Research Topic
The Making of the ‘Dismal Science’: Political Economy and Anti-economism in Britain, 1798-1848
Supervisor: Brian Young
My DPhil project explores the much mystified field of inquiry of political economy in early nineteenth-century Britain, and a corresponding anti-economism that bonded together "moralists" and "conservative romantics" who shared the impression of the contemporary development in economic science as a gruesome revival of Mandevilleanism. I shall particularly focus on the political, theological, and intellectual contexts behind the disputes around Malthus both inside and outside political economy, as well as the implications of the gradual separation of political economy as a distinct academic discipline from moral philosophy. This serves partly as a continuation to my MPhil research on Adam Smith, where I explored Smith's suppressed expression of aesthetics in relation to his moral philosophy and political economy.

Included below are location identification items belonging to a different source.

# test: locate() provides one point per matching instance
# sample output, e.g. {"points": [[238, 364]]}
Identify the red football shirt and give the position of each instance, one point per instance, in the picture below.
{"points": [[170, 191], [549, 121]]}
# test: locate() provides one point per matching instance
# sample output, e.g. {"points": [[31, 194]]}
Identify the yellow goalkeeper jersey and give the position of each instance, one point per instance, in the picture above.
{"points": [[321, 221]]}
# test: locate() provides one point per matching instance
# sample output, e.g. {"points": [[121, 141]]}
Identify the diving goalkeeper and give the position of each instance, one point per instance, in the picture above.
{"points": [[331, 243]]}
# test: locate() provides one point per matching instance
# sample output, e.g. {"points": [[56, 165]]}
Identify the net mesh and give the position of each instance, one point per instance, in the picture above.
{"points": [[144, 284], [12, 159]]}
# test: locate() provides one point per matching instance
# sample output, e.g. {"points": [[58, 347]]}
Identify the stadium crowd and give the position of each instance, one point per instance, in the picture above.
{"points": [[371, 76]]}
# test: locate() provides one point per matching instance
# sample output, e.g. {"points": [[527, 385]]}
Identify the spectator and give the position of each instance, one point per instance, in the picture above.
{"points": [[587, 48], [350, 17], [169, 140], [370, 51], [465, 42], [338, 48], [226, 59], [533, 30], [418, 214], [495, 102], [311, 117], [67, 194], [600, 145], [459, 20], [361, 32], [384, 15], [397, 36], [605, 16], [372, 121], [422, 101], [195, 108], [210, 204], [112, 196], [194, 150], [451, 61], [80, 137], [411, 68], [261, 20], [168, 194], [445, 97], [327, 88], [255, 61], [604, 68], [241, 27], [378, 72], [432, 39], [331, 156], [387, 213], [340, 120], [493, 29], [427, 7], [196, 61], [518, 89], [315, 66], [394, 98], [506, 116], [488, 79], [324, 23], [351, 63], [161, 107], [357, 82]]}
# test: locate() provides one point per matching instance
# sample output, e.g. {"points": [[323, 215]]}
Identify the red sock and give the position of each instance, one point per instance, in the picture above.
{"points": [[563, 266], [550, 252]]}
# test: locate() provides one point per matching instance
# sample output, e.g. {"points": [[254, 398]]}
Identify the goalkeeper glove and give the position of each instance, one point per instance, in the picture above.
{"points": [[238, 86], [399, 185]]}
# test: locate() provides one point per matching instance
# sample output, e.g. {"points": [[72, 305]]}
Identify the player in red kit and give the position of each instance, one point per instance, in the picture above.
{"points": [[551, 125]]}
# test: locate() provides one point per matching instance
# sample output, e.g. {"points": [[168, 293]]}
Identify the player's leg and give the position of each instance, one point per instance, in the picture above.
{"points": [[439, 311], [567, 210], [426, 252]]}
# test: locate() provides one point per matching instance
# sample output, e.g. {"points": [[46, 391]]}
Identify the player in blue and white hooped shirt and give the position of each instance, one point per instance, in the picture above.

I am from Nanjing, China. I earned my BA in Economics and Applied Math (minoring in Political Science and Critical Theory) at Macalester College in Minnesota, USA, and completed an MPhil in Intellectual History at Oxford. My postgraduate research is largely a result of my (very personal) reflection and contemplation of the modern discipline of economics; though the most direct intellectual inspiration for my master's thesis is the final chapter of John Guillory's Cultural Capital, where Guillory constructed a genealogy of the convergence and divergence of economic and aesthetic values, which pointed toward a "sociology of judgement." More broadly, I am interested in the history of social science, philosophy of music, and Marx. I do music amateurly.